Major online retailers are divided over a new piece of legislation that seeks to clarify the murky issue of charging sales tax for purchases made on the web.
Currently, several states only require customers to pay a sales tax on purchases made online if the online retailer has a physical retail store address within the state. But retailers that operate entirely online, like Amazon, only have shipping/service centers and not actual stores, which has allowed the company to evade charging its customers a local sales tax in some cases. This gives online retailers an advantage over direct competitors that operate both on the web and through physical stores — meaning customers get a better deal when shopping online. It also means state governments miss out on billions of dollars in tax revenue.

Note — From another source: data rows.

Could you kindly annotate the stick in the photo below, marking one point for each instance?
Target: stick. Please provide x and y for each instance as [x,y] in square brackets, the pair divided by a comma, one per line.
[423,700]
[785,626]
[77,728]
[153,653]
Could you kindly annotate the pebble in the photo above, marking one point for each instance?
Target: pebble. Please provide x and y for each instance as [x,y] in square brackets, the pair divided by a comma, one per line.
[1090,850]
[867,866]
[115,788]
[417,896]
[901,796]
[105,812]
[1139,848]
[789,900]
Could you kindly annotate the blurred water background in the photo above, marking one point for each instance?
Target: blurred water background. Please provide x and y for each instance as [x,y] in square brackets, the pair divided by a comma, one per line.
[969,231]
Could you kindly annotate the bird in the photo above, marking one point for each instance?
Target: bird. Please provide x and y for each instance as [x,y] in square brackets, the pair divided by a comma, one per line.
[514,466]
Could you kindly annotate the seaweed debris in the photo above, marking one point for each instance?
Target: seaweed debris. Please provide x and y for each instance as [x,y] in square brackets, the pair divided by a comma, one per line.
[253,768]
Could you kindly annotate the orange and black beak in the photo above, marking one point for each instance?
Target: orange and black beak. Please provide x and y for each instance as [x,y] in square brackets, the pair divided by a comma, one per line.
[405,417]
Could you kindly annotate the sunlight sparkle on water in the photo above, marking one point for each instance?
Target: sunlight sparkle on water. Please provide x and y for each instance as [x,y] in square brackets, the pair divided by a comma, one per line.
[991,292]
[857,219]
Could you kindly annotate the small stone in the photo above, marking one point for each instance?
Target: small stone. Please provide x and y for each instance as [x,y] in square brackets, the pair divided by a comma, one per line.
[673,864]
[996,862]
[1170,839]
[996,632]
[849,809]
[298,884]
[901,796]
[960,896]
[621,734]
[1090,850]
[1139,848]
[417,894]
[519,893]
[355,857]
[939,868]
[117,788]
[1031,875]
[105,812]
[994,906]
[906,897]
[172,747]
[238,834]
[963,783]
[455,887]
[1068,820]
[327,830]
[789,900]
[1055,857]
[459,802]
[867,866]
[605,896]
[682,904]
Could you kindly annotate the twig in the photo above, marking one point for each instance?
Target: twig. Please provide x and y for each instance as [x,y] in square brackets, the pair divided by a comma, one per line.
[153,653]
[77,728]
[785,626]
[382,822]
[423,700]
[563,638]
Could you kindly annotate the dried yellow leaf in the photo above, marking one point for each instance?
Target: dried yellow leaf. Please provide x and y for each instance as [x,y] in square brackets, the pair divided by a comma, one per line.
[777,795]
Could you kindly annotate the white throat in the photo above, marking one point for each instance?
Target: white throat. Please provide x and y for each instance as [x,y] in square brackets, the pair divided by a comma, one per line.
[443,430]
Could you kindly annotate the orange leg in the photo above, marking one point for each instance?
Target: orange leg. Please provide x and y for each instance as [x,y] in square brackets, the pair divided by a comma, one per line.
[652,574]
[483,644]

The bill, called The Marketplace Fairness Act, was introduced Wednesday by U.S. Senators Lamar Alexander (R-Tenn.), Dick Durbin (D-Ill.) and Michael Enzi (R-Wyo.). If passed, the new law would give state governments two ways to collect sales taxes from online purchases. The first way requires U.S. states to sign a multi-state legal agreement that would bring each of their sales tax codes into conformity. The states can then compel online retailers to charge or remit a sales tax. States that don’t sign the legal agreement can still force online retailers to collect sales tax on purchased goods if they adopt some minimum standards to simplify their collection process.
All sellers with annual sales less than $500,000 are exempt from collecting individual state sales taxes under the proposed bill.
Amazon has come out in support of the Marketplace Fairness Act, which is likely because the company has already successfully negotiated deals with some states that allows them to continue not charging sales tax (despite operating a shipping or service center within the state).
“Amazon strongly supports enactment of the Enzi-Durbin-Alexander bill and will work with Congress, retailers, and the states to get this bi-partisan legislation passed,” said Amazon VP of Global Public Policy Paul Misener in a statement. “It’s a win-win resolution—and as analysts have noted, Amazon offers customers the best prices with or without sales tax.”
However, other online retailers — eBay in particular — have come out against the new legislation. EBay has nothing to gain from the bill since the majority of its money comes from fees it charges smaller sellers for using its online auction site. Depending on the state, the individual sellers are usually responsible for collecting sales tax from their customers. It also doesn’t have the agreements with states to waive sale taxes like Amazon does.
“This is another Internet sales tax bill that fails to protect small business retailers using the Internet and will unbalance the playing field between giant retailers and small business competitors,” said eBay VP of Government Relations Tod Cohen in a statement. “It does not make sense to expand Internet sales tax burdens on small businesses at a time when we want entrepreneurs to create jobs and economic activity.”
Regardless of the new legislation’s advantages and/or disadvantages, the U.S. federal government is badly in need of an updated method of collecting sales tax in the new age of e-commerce.